2012-12-06 15:17:12	waste (at) lugh (dot) ch	Comment #5	Reply to this comment
It doesn't have anything to do with Horde either. Fix you server to properly verify SSL certificates. You're right again. Horde 5 passes the default options to libcurl as the command-line curl which means self-signed certs cannot be verified, is this correct? So to solve this the correct way, I'd need to download the SSL certificate of the calendar webserver, and put the cert to eg. /etc/ssl/certs, correct? I'm just trying to understand. But maybe this changed behaviour should be documented somewhere.

2012-12-06 14:37:52	Jan Schneider	Comment #4	Reply to this comment
It doesn't have anything to do with Horde either. Fix you server to properly verify SSL certificates.

2012-12-06 14:11:43	waste (at) lugh (dot) ch	Comment #3	Reply to this comment
SSL certificates or remote calendars haven't been verified in Horde 4, now they are. And your server cannot verify them, which has nothing to do with Kronolith. You're right, it has nothing to do with Kronolith, but with Horde. I changed verifyPeer to "false" in /usr/share/php/Horde/Http/Request/Base.php, then ran "horde-clear-cache", restarted Apache (just to be sure) and now the remote calendars show up.

2012-12-06 11:10:49	Jan Schneider	Comment #2 State ⇒ Not A Bug	Reply to this comment
SSL certificates or remote calendars haven't been verified in Horde 4, now they are. And your server cannot verify them, which has nothing to do with Kronolith.
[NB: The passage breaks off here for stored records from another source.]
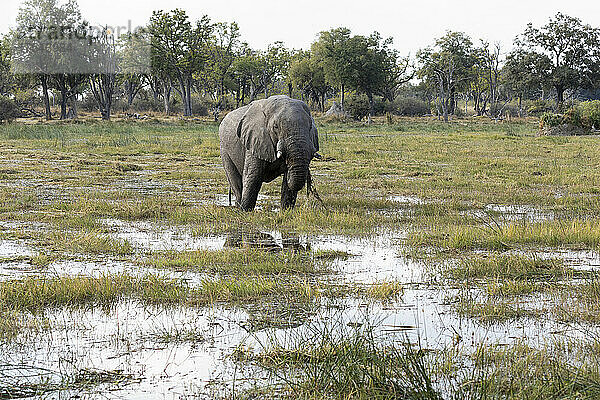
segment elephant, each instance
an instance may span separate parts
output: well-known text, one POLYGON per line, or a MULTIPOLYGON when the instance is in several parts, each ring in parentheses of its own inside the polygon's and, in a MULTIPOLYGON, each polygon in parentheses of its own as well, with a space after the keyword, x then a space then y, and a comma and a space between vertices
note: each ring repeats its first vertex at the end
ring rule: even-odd
POLYGON ((221 160, 236 205, 256 206, 263 183, 283 175, 281 208, 292 208, 319 157, 319 136, 310 109, 288 96, 256 100, 227 114, 219 126, 221 160))

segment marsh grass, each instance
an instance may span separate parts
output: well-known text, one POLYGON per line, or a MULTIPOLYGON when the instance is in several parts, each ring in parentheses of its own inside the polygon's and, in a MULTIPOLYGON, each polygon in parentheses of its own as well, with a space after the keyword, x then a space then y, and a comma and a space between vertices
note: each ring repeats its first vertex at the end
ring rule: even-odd
POLYGON ((396 300, 404 293, 404 286, 397 281, 379 282, 369 288, 369 297, 382 300, 396 300))
MULTIPOLYGON (((474 318, 484 325, 535 318, 543 315, 545 311, 539 306, 536 307, 535 303, 532 304, 520 297, 499 297, 498 294, 500 294, 498 291, 491 295, 464 291, 454 297, 452 303, 459 316, 474 318)), ((524 293, 519 291, 518 294, 524 293)))
POLYGON ((413 246, 437 246, 450 251, 506 250, 517 245, 598 249, 600 222, 596 219, 524 220, 499 225, 495 229, 484 225, 435 226, 425 231, 413 231, 409 243, 413 246))
POLYGON ((72 373, 52 371, 25 365, 3 365, 0 371, 0 399, 20 399, 34 396, 61 396, 72 392, 86 392, 98 385, 119 387, 134 381, 139 381, 131 374, 123 371, 105 371, 100 369, 83 368, 72 373), (14 372, 17 372, 14 374, 14 372), (11 375, 10 373, 13 372, 11 375), (8 373, 8 375, 4 375, 8 373), (15 379, 23 376, 23 380, 15 379))
POLYGON ((327 271, 325 262, 308 253, 260 249, 159 252, 143 260, 144 265, 155 268, 236 275, 323 273, 327 271))
POLYGON ((45 248, 62 252, 114 254, 117 256, 125 256, 134 252, 129 241, 115 239, 102 230, 76 232, 57 230, 40 232, 34 238, 45 248))
POLYGON ((456 262, 446 263, 442 273, 444 276, 456 280, 483 279, 493 281, 557 281, 590 275, 587 271, 567 267, 561 259, 513 254, 463 257, 456 262))
POLYGON ((371 325, 312 325, 285 340, 272 337, 258 353, 240 346, 232 357, 301 399, 441 399, 427 353, 407 340, 382 342, 371 325))
POLYGON ((475 368, 486 370, 480 387, 486 398, 597 399, 598 358, 577 357, 562 346, 534 348, 516 343, 505 348, 479 346, 475 368))
POLYGON ((0 341, 8 341, 24 333, 35 334, 49 329, 51 324, 47 318, 33 318, 15 310, 0 308, 0 341))
POLYGON ((277 282, 260 277, 203 280, 190 287, 157 275, 36 278, 0 282, 0 306, 12 311, 53 307, 109 307, 125 299, 146 304, 201 306, 216 302, 252 302, 268 298, 312 300, 317 290, 301 280, 277 282))

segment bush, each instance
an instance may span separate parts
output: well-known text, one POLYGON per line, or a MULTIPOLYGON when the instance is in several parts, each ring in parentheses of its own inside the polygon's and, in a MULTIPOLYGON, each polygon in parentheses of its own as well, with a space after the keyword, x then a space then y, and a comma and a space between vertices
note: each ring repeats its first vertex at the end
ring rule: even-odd
POLYGON ((165 110, 165 103, 162 100, 154 100, 153 96, 137 96, 133 100, 131 108, 137 113, 161 112, 165 110))
POLYGON ((564 123, 564 116, 562 114, 546 112, 540 117, 540 128, 553 128, 564 123))
POLYGON ((90 113, 98 111, 98 102, 94 96, 88 94, 79 102, 79 109, 90 113))
POLYGON ((352 118, 360 121, 369 115, 369 99, 364 94, 348 96, 344 108, 352 118))
POLYGON ((600 100, 584 101, 568 112, 572 110, 577 114, 581 126, 588 129, 600 129, 600 100))
POLYGON ((552 112, 554 110, 553 104, 547 100, 533 100, 527 103, 527 114, 529 115, 542 115, 545 113, 552 112))
POLYGON ((0 123, 10 122, 19 116, 19 107, 13 100, 0 96, 0 123))
POLYGON ((584 101, 564 114, 544 113, 540 118, 542 129, 565 124, 585 130, 600 128, 600 100, 584 101))
POLYGON ((429 104, 416 97, 398 98, 394 102, 388 104, 390 109, 386 111, 396 115, 417 117, 431 112, 429 104))

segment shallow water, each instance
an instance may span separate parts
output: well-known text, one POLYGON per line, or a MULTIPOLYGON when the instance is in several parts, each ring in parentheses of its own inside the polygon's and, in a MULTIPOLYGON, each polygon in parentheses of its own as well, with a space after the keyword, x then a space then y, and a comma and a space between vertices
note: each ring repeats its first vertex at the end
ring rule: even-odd
MULTIPOLYGON (((275 306, 269 311, 270 307, 273 306, 257 304, 254 310, 262 309, 273 318, 278 312, 297 309, 294 304, 275 306)), ((284 329, 248 331, 255 317, 252 309, 252 305, 143 307, 125 302, 104 311, 48 311, 45 316, 55 328, 0 344, 1 362, 47 368, 55 372, 54 379, 82 369, 118 370, 133 378, 124 385, 91 388, 86 398, 174 399, 209 393, 214 388, 226 393, 234 384, 239 389, 260 383, 264 378, 260 371, 252 370, 250 376, 257 378, 252 381, 242 378, 248 375, 237 375, 241 372, 229 356, 238 346, 243 344, 251 351, 268 348, 274 341, 292 346, 298 338, 309 338, 315 327, 324 324, 339 326, 346 333, 363 324, 375 324, 375 334, 383 340, 403 340, 408 336, 428 349, 457 341, 467 348, 484 341, 543 343, 549 335, 571 334, 564 331, 564 326, 551 323, 485 328, 456 317, 439 293, 426 288, 409 288, 402 300, 392 303, 334 301, 309 312, 296 326, 284 329)), ((35 377, 31 379, 35 381, 35 377)), ((59 396, 56 393, 52 398, 59 396)))
MULTIPOLYGON (((272 338, 290 345, 305 337, 315 325, 339 324, 352 329, 375 324, 385 340, 408 337, 424 348, 436 349, 460 343, 474 348, 482 342, 510 344, 527 341, 543 344, 554 337, 579 337, 580 332, 550 320, 523 320, 485 326, 460 318, 448 299, 452 289, 440 290, 426 281, 423 262, 401 255, 402 231, 382 232, 371 237, 340 235, 298 235, 272 232, 234 232, 206 237, 195 236, 191 228, 173 228, 150 222, 104 219, 115 238, 130 241, 139 251, 219 250, 224 247, 258 247, 264 251, 345 252, 334 259, 334 282, 372 284, 398 281, 404 292, 387 303, 349 298, 322 300, 312 306, 300 304, 248 304, 241 307, 204 308, 144 307, 134 301, 118 303, 110 310, 48 310, 44 317, 52 330, 23 334, 0 343, 0 364, 47 368, 52 379, 60 380, 82 369, 119 370, 132 379, 124 384, 101 384, 89 389, 86 398, 175 399, 220 394, 260 384, 265 378, 256 370, 240 370, 228 357, 241 344, 259 351, 272 338), (303 307, 301 307, 303 306, 303 307), (251 379, 248 379, 251 377, 251 379)), ((35 252, 24 242, 0 241, 3 257, 31 256, 35 252)), ((569 265, 596 268, 596 252, 549 249, 541 257, 560 257, 569 265)), ((110 258, 75 257, 34 268, 28 261, 0 263, 0 279, 30 274, 44 276, 86 275, 127 272, 132 275, 156 273, 181 279, 190 285, 204 274, 157 271, 110 258)), ((14 372, 14 371, 13 371, 14 372)), ((15 372, 16 373, 16 372, 15 372)), ((1 374, 0 374, 1 375, 1 374)), ((31 378, 35 381, 37 377, 31 378)), ((23 383, 24 378, 18 378, 23 383)), ((44 398, 70 398, 68 391, 44 398)), ((197 397, 195 397, 197 398, 197 397)))

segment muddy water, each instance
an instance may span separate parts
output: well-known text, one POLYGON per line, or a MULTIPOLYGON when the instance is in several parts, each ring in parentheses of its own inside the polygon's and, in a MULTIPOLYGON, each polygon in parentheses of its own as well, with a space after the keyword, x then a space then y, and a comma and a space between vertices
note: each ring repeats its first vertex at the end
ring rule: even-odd
MULTIPOLYGON (((315 324, 340 324, 346 330, 375 323, 377 334, 389 340, 408 336, 426 348, 460 343, 466 347, 482 342, 509 344, 516 340, 544 343, 553 337, 576 337, 576 330, 550 321, 483 326, 461 319, 447 299, 452 290, 439 290, 425 282, 421 262, 400 254, 403 232, 385 232, 368 238, 336 235, 297 235, 281 232, 245 232, 197 237, 191 229, 157 226, 145 222, 106 219, 113 237, 130 241, 139 252, 155 250, 218 250, 230 247, 260 247, 265 251, 293 248, 299 251, 336 250, 348 253, 333 261, 336 282, 364 283, 396 280, 404 293, 398 301, 377 303, 366 299, 322 300, 306 310, 295 304, 254 304, 231 308, 143 307, 136 302, 117 304, 113 309, 51 310, 44 317, 51 331, 19 336, 0 343, 0 364, 25 365, 53 371, 60 381, 82 369, 119 370, 132 379, 124 384, 92 387, 86 398, 176 399, 211 398, 233 388, 260 384, 259 371, 241 371, 228 356, 241 344, 259 351, 272 338, 292 343, 305 337, 315 324), (246 379, 252 377, 251 380, 246 379)), ((0 241, 2 257, 30 257, 27 244, 0 241)), ((565 258, 569 264, 598 265, 597 253, 564 251, 548 256, 565 258)), ((142 269, 111 259, 74 259, 51 263, 45 270, 27 261, 0 263, 0 279, 15 274, 20 265, 29 273, 43 275, 92 275, 128 272, 162 273, 194 285, 205 276, 142 269), (11 264, 12 263, 12 264, 11 264), (12 265, 12 266, 11 266, 12 265), (12 270, 11 270, 12 268, 12 270)), ((18 276, 18 274, 17 274, 18 276)), ((15 278, 15 275, 12 275, 15 278)), ((13 371, 13 373, 17 373, 13 371)), ((24 382, 22 376, 15 377, 24 382)), ((28 378, 35 382, 39 376, 28 378)), ((71 392, 56 392, 45 398, 69 398, 71 392)))

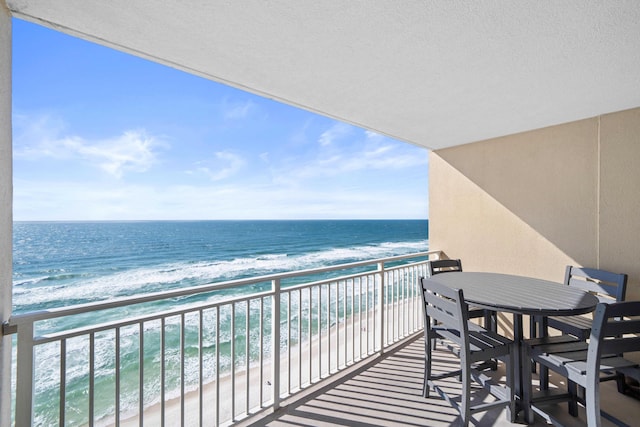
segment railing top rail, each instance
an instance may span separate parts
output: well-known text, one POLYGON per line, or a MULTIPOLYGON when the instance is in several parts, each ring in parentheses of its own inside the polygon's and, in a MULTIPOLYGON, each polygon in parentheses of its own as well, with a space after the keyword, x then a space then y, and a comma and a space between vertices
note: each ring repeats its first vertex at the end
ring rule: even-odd
POLYGON ((374 260, 332 265, 328 267, 313 268, 313 269, 307 269, 307 270, 297 270, 297 271, 290 271, 290 272, 283 272, 283 273, 274 273, 274 274, 269 274, 265 276, 249 277, 246 279, 237 279, 237 280, 230 280, 225 282, 210 283, 210 284, 200 285, 200 286, 191 286, 183 289, 174 289, 174 290, 164 291, 164 292, 154 292, 154 293, 139 295, 135 297, 116 298, 110 301, 77 304, 77 305, 68 306, 68 307, 52 308, 47 310, 34 311, 30 313, 22 313, 22 314, 11 316, 11 318, 9 319, 9 322, 5 323, 5 325, 3 326, 6 331, 13 331, 15 327, 19 326, 20 324, 33 323, 33 322, 37 322, 44 319, 53 319, 57 317, 71 316, 71 315, 99 311, 99 310, 108 310, 112 308, 124 307, 129 305, 142 304, 142 303, 148 303, 148 302, 153 302, 158 300, 177 298, 177 297, 183 297, 188 295, 213 292, 213 291, 218 291, 222 289, 252 285, 256 283, 290 279, 290 278, 301 277, 301 276, 309 276, 309 275, 319 274, 319 273, 328 273, 331 271, 344 270, 348 268, 363 267, 363 266, 372 265, 372 264, 379 264, 379 263, 384 264, 388 262, 401 261, 403 259, 418 258, 423 256, 439 254, 440 252, 441 251, 439 250, 417 252, 417 253, 406 254, 406 255, 397 255, 389 258, 379 258, 374 260))

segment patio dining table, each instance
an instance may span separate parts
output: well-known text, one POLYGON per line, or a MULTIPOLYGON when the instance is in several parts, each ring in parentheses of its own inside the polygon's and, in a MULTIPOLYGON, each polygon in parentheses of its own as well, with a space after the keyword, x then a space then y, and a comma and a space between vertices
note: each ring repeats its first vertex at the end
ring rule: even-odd
MULTIPOLYGON (((513 313, 513 336, 516 346, 515 394, 521 398, 521 348, 524 339, 522 316, 574 316, 595 310, 598 299, 587 292, 561 283, 533 277, 482 272, 449 272, 436 281, 462 289, 470 305, 493 311, 513 313)), ((521 409, 521 408, 519 408, 521 409)))

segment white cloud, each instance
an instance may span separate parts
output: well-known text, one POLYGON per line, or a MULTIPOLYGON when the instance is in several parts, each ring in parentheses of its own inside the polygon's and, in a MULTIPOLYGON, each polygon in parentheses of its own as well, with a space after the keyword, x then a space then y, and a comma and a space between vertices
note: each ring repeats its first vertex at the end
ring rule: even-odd
POLYGON ((320 135, 318 142, 321 146, 326 147, 332 145, 334 141, 349 135, 351 131, 351 126, 344 123, 336 123, 320 135))
MULTIPOLYGON (((349 149, 328 150, 318 156, 287 169, 276 171, 287 180, 312 180, 320 177, 350 174, 358 171, 393 171, 427 166, 426 149, 409 145, 385 143, 385 138, 374 138, 375 143, 366 139, 359 141, 349 149)), ((378 174, 380 175, 380 174, 378 174)))
POLYGON ((61 135, 64 125, 46 116, 35 118, 29 124, 24 117, 17 121, 16 158, 80 160, 116 178, 125 172, 149 170, 157 162, 156 150, 167 146, 144 130, 128 130, 113 138, 91 141, 76 135, 61 135))
POLYGON ((212 162, 213 165, 196 168, 198 172, 205 174, 212 181, 221 181, 235 175, 247 163, 239 155, 228 151, 219 151, 214 156, 217 161, 212 162))
POLYGON ((230 106, 225 106, 224 118, 226 120, 240 120, 246 118, 256 105, 248 100, 244 103, 238 103, 230 106))
POLYGON ((120 178, 125 171, 145 172, 156 163, 155 148, 163 144, 145 132, 127 131, 97 144, 79 144, 81 156, 96 161, 102 170, 120 178))
POLYGON ((385 138, 384 135, 380 135, 379 133, 372 130, 365 130, 364 134, 369 140, 382 140, 385 138))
2012-12-06 10:43:10	waste (at) lugh (dot) ch	Comment #1 Type ⇒ Bug State ⇒ Unconfirmed Priority ⇒ 2. Medium Summary ⇒ Subscribing to remote calendars returns SSL error Queue ⇒ Kronolith Milestone ⇒ Patch ⇒ No	Reply to this comment
When subscribing to remote ICal calendars, the following error popup is returned when you activate the checkbox to display that remote calendar: Zimbra error: Problem with https://mail.example.org/service/user/username@example.org/Calendar: fopen(): SSL operation failed with code 1. OpenSSL Error messages: error:14090086:SSL routines:SSL3_GET_SERVER_CERTIFICATE:certificate verify failed. fopen(): Failed to enable crypto. fopen(https://...@example.org/Calendar): failed to open stream: operation failed Google Calendar error: Problem with https://www.google.com/calendar/ical/user%40gmail.com/private-xxxxxxxxxxxxxxxxxxxxxxxxxxxxxxxx/basic.ics: fopen(): SSL operation failed with code 1. OpenSSL Error messages: error:14090086:SSL routines:SSL3_GET_SERVER_CERTIFICATE:certificate verify failed. fopen(): Failed to enable crypto. fopen(https://www.google.com/calendar/ical/user%40gmail.com/private-xxxxxxxxxxxxxxxxxxxxxxxxxxxxxxxx/basic.ics): failed to open stream: operation failed This has been tested with: - Google unauthenticated ICal, valid certificate (I suppose) - Zimbra authenticated ICal, self-signed certificate - Both with HTTPS URLs Server OS: Debian stable (squeeze) 64bit This worked in Horde 4, so I suspect the error could even be in a PEAR package.